I like to talk about small mistakes I’ve made. I’m a big proponent of psychological safety, and as a champion for it, I think it’s very important to talk about times you’ve slipped up or done something dumb. We all make mistakes, and there are times when you feel silly for doing something.
This is one of those times.
I recently merged a large pull request in Envoy that required a lot of work. It was so satisfying to see the approvals come in, and that final moment where the PR finally merged was so gratifying after many months, many delays, and many revisions.
It was, at least, until I got a few GitHub notifications:
@AlexanderEllis we’re reverting this because it broke CI on main. Can you figure out what broke and re-submit the PR with a fix? The easiest-to-review way to do that is to revert this revert, then add another commit with whatever fix needs to be made.
Ah, that satisfying feeling, quickly replaced by “oh shit I broke the build for a big public project”, the satisfaction vanishing into the afternoon breeze. Not the end of the world, but I hate that feeling, especially as it meant other PRs were blocked.
Scoping out the error was illuminating, but mostly because I’ve been desensitized to this sort of error message.
... [ RUN ] GrpcAccessLoggerCacheImplTest.LoggerCreationResourceAttributes unknown file: Failure C++ exception with description "Protobuf message (type opentelemetry.proto.collector.logs.v1.ExportLogsServiceRequest reason INVALID_ARGUMENT:(resource_logs.instrumentation_library_logs) logs: Cannot find field.) has unknown fields" thrown in the test body. test/extensions/access_loggers/open_telemetry/grpc_access_log_impl_test.cc:51: Failure Actual function call count doesn't match EXPECT_CALL(*async_client, startRaw(_, _, _, _))... Expected: to be called once Actual: never called - unsatisfied and active Stack trace: 0xf9f9ff: testing::internal::GoogleTestFailureReporter::ReportFailure() 0xfa25ca: testing::internal::UntypedFunctionMockerBase::VerifyAndClearExpectationsLocked() 0x6bab7e: testing::internal::FunctionMocker<>::~FunctionMocker() 0x6bac9d: Envoy::Grpc::MockAsyncClient::~MockAsyncClient() 0x6bacbe: Envoy::Grpc::MockAsyncClient::~MockAsyncClient() 0x6b5961: Envoy::Extensions::AccessLoggers::Common::GrpcAccessLogger<>::~GrpcAccessLogger() 0x6b6b81: Envoy::Extensions::AccessLoggers::Common::GrpcAccessLoggerCache<>::ThreadLocalCache::~ThreadLocalCache() 0x90b59a: Envoy::ThreadLocal::MockInstance::SlotImpl::~SlotImpl() 0x90b5fe: Envoy::ThreadLocal::MockInstance::SlotImpl::~SlotImpl() 0x6b41aa: Envoy::Extensions::AccessLoggers::OpenTelemetry::(anonymous namespace)::GrpcAccessLoggerCacheImplTest::~GrpcAccessLoggerCacheImplTest() 0x6b425e: Envoy::Extensions::AccessLoggers::OpenTelemetry::(anonymous namespace)::GrpcAccessLoggerCacheImplTest_LoggerCreationResourceAttributes_Test::~GrpcAccessLoggerCacheImplTest_LoggerCreationResourceAttributes_Test() 0xfb49dc: testing::internal::HandleExceptionsInMethodIfSupported<>() 0xfb5894: testing::TestInfo::Run() 0xfb65e9: testing::TestSuite::Run() ... Google Test internal frames ...

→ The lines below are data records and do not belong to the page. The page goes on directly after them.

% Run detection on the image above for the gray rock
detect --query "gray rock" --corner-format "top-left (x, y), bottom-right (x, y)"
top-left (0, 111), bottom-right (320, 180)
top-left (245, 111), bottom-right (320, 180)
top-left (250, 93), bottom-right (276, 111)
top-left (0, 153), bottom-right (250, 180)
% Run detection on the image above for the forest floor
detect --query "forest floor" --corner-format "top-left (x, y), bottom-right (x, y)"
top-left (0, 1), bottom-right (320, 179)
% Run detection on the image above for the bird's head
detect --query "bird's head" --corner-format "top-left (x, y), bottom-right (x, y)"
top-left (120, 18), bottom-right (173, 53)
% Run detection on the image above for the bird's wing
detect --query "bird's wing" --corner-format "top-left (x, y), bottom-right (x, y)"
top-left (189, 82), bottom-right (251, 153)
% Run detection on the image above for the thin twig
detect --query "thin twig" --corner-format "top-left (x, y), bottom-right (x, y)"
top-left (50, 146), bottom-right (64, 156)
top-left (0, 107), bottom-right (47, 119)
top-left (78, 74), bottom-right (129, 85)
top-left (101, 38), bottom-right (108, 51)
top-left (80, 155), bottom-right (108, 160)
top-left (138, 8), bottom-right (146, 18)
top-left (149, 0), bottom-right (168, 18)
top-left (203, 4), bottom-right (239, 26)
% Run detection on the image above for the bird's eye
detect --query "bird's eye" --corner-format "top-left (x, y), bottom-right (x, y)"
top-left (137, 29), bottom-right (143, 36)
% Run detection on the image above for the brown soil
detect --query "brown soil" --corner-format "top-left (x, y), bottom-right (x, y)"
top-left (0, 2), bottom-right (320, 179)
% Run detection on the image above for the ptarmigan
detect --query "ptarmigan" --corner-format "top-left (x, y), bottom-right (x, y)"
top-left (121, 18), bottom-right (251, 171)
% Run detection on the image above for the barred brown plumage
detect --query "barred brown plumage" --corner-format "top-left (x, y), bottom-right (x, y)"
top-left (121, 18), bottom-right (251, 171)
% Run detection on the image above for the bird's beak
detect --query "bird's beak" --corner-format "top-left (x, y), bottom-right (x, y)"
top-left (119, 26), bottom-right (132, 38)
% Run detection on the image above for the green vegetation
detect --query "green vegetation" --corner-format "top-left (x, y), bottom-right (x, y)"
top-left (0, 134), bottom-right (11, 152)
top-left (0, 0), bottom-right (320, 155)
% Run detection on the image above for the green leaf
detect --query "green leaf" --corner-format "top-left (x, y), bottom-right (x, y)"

This means that an exception was thrown because there was an unknown field,
log field, in a
Because that exception was thrown, this meant that the gmock
expectation on line 51 of the
async_client.startRaw function being called was
not being fulfilled, as the exception stopped everything immediately.
Much like the actual function call, I was also very unsatisfied.
This test in question,
was parsing YAML strings as protos to ensure the right fields were being
populated correctly, with something like the following:
const std::string expected_message_yaml = R"EOF( resource_logs: instrumentation_library_logs: - log: - severity_text: "test-severity-text" )EOF" opentelemetry::proto::collector::logs::v1::ExportLogsServiceRequest expected_message; TestUtility::loadFromYaml(expected_message_yaml, expected_message); // ... more C++ goodness that verifies that the expected message is what shows up
The error above meant that it was running into trouble when parsing this YAML,
purportedly because the
log field didn’t exist.
This area of the code was actually only tangentially related to the changes I was making. I was adding a new OpenTelemetry tracing extension, but this error was in the OpenTelemetry access logger. Although it was a separate extension altogether, it immediately rang a bell as a suspicious character I had seen before.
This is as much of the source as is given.